For many older LGBTI+ people, the world they live in today is drastically different to the world they inhabited in the past. Getting older can sometimes mean both a feeling of invisibility and, conversely, an increased sense of surveillance. For LGBTI+ people, those propositions can pose a particular set of problems.
How can we respect the diverse sexual orientations of older Australians? How can LGBTI+ elders know and assert their rights as they navigate the complex, confusing and sometimes intimidating aged care system? And how important is visibility of LGBTI+ older people – for individuals and for the broader Australian population?
At the tail end of the Australian Marriage Law Postal Survey – and months of heated, often painful public debate on the issue – join Tristan Meecham, Heather Morgan, Lizzi Craig, Pauline Crameri and more for a conversation about a compassionate and respectful future for LGBTI+ people as they age.
Presented in partnership with All the Queens Men, National LGBTI Ageing and Aged Care Conference and Warrnambool City Council. Haven is a pop-up safe space and a month-long series of events to support Warrnambool’s LGBTI+ community.
Tristan Meecham is the director of All The Queens Men. All The Queens Men create spectacular theatrical and participatory art experiences. Currently, he is developing The Coming Back Out Ball, a large scale social transformation project that celebrates lesbian, gay, bisexual, trans and intersex elders.
Heather Morgan retired in 2017 as team leader at The Positive Living Centre, part of the Victorian Aids Council, where she worked since 2008. In 1991, she was a founding member of Switchboard – a confidential telephone counselling service for Melbourne's queer community. Following this, she joined Aidsline, where she worked for 14 years.
Heather is thrilled to be recognized as an LGBTI elder by the organisers of The Coming Back Out Ball in 2017. In her retirement, Heather looks forward to officiating the occasional wedding in her new role as an Authorised Celebrant (once marriage equality is finally recognised in Australia) – but mostly looks forward to playing poker to supplement her income. She is better known as ‘Diamond Lil’ by the professional card sharks.
Lizzi Craig is now retired, after working for over a decade with the Victorian AIDS Council as a Client Care and Support Officer at the Positive Living Centre. As part of this role, Lizzi engaged with many clients at the centre and at their homes to offer support, assessment and ongoing referral to meet the concerns and issues they identified.
Lizzi has been a District Nurse for over 30 years and has a background in Family Sensitive Practice and Family Therapy. Lizzi is passionate about caring for all people aging and living with HIV, and has respect for the wisdom and generosity they bring in sharing their journeys through their narrative.
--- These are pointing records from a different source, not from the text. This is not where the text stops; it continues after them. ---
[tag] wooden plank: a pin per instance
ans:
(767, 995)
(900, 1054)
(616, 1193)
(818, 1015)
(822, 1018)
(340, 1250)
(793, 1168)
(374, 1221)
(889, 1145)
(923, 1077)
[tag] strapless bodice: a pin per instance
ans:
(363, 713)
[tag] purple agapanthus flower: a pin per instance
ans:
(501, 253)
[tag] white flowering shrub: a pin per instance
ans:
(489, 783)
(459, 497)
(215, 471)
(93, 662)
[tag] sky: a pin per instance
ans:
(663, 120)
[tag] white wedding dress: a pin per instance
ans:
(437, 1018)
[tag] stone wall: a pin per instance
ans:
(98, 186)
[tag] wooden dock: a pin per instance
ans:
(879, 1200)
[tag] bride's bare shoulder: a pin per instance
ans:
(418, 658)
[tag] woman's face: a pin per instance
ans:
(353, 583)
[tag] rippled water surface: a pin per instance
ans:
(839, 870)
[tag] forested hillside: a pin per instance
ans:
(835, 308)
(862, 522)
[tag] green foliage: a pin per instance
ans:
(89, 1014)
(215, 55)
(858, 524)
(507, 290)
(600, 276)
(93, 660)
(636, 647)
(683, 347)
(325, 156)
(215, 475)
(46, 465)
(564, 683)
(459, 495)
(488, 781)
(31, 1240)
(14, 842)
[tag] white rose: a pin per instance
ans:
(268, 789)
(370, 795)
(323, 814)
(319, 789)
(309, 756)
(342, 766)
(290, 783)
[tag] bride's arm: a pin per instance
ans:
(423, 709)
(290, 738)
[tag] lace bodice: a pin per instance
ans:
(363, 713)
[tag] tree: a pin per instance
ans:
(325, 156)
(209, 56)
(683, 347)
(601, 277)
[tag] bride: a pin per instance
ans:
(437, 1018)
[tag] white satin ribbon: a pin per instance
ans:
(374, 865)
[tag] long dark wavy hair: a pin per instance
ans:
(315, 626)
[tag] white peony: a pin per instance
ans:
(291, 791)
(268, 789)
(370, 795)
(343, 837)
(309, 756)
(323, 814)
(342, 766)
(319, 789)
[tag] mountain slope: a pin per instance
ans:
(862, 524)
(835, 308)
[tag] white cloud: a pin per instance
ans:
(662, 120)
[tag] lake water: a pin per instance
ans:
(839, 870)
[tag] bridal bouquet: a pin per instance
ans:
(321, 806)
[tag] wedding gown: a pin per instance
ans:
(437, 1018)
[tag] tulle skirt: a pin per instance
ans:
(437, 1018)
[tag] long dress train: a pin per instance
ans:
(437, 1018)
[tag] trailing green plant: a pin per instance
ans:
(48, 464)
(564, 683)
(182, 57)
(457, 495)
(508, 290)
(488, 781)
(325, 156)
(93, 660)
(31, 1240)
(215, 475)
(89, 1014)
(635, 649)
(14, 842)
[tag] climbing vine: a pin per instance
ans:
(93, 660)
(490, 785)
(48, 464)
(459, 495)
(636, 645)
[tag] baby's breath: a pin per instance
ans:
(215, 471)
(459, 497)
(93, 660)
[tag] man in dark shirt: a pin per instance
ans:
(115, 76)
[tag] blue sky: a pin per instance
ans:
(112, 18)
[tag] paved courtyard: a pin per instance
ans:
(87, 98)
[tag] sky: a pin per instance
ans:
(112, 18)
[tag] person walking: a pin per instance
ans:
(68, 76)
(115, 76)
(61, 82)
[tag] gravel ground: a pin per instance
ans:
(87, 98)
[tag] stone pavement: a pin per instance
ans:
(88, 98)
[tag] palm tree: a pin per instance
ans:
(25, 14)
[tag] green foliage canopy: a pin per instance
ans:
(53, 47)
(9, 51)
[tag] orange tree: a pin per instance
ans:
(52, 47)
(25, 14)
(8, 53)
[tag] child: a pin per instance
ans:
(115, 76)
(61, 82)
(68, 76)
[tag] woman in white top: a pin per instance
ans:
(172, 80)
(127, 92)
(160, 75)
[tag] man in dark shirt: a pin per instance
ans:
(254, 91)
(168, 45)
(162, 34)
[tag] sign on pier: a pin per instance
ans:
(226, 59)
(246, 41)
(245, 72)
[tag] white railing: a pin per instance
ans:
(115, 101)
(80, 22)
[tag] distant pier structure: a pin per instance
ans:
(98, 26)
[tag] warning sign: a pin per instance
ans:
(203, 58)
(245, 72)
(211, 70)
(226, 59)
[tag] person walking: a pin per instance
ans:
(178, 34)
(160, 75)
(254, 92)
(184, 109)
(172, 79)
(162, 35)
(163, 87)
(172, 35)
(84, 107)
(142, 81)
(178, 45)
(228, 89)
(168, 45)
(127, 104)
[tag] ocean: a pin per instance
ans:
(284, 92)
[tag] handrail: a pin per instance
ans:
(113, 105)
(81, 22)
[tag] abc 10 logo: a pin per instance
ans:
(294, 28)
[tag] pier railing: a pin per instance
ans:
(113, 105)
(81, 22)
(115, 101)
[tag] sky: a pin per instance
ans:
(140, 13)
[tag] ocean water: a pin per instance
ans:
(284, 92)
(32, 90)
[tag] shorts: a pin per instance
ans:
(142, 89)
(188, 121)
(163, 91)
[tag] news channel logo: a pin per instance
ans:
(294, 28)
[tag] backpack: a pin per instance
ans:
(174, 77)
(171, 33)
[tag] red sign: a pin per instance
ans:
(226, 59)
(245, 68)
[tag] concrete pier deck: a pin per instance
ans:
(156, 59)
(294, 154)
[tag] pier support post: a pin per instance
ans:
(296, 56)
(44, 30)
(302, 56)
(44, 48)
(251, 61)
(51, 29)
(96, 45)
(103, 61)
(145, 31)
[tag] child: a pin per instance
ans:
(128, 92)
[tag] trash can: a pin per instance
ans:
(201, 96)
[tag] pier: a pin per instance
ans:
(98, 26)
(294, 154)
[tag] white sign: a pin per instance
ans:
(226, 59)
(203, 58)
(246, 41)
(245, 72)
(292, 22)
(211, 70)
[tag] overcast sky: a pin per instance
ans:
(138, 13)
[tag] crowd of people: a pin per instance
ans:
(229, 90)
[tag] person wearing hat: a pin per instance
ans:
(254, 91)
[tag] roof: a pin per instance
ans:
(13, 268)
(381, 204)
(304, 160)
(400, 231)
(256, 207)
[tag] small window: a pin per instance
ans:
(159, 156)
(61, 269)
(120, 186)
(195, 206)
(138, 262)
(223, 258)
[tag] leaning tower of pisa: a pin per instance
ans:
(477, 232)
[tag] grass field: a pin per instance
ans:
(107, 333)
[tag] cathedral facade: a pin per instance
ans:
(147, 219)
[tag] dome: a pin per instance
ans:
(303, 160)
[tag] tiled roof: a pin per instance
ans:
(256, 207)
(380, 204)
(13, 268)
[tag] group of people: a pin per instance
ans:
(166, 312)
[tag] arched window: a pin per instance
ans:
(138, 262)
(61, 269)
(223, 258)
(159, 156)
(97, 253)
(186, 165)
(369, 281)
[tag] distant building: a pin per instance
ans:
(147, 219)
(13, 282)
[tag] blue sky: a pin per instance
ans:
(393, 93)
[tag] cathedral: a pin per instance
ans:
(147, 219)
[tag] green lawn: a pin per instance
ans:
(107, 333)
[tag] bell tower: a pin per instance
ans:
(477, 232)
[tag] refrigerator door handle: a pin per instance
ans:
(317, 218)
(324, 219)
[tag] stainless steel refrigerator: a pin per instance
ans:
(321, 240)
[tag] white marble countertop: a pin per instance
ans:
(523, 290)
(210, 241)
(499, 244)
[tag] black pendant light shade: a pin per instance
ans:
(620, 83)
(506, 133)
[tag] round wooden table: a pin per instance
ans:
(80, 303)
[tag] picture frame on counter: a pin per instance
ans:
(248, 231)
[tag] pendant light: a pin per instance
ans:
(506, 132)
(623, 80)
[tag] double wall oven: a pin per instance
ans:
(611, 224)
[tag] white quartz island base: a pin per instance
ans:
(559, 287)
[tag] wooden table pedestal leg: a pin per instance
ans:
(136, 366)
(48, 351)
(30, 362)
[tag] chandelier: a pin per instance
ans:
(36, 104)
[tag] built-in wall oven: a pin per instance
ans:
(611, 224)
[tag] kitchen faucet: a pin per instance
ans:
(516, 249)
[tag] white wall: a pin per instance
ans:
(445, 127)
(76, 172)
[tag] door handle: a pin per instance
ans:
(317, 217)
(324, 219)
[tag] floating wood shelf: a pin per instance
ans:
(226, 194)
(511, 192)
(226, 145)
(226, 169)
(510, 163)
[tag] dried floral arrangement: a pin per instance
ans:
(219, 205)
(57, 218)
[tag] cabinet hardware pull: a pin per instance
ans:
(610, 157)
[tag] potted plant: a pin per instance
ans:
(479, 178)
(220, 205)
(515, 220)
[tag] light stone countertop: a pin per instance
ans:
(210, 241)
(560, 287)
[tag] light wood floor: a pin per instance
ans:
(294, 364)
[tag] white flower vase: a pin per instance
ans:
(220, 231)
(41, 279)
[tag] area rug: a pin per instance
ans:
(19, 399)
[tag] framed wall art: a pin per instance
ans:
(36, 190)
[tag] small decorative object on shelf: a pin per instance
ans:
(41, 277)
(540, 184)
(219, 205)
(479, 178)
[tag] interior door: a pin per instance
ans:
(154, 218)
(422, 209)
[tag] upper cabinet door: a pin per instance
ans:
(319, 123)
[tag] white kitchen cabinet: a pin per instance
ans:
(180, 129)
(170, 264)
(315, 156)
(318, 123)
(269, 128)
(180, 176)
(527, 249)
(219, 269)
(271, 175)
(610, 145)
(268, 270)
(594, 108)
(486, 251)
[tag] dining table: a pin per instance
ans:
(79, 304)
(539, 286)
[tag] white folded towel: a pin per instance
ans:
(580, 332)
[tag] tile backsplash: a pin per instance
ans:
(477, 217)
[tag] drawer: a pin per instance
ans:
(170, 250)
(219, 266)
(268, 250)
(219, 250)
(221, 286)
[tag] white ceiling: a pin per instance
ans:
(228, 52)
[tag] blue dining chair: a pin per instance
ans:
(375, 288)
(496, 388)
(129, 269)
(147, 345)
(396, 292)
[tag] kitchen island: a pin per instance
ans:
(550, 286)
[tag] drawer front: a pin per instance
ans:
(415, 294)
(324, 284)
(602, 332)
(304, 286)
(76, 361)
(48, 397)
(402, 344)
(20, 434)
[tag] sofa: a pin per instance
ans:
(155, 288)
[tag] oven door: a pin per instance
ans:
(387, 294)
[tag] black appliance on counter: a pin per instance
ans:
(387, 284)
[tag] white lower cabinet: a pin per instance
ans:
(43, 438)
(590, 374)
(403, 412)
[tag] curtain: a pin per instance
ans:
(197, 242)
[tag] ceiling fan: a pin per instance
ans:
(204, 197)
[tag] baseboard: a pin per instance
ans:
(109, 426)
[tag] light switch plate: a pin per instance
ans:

Pauline Crameri is the co-ordinator of Val’s LGBTI Ageing and Aged Care, part of GLHV, at the Australian Research Centre in Sex, Health and Society, La Trobe University, Melbourne. Val’s is a Victorian statewide programme working to increase the visibility, health and quality of care for older LGBTI people, and includes the National LGBTI Ageing and Aged Care Conference, to be held on 5–6 October 2017 in Melbourne in partnership with the Coming Back Out Ball.
Pauline has worked in a range of human services settings and programmes for the past 30 years, and has over 15 years’ experience in community aged care and aged care planning in local government, including practical experience in LGBTI service development culminating in the achievement of the first Rainbow Tick accreditation for the service.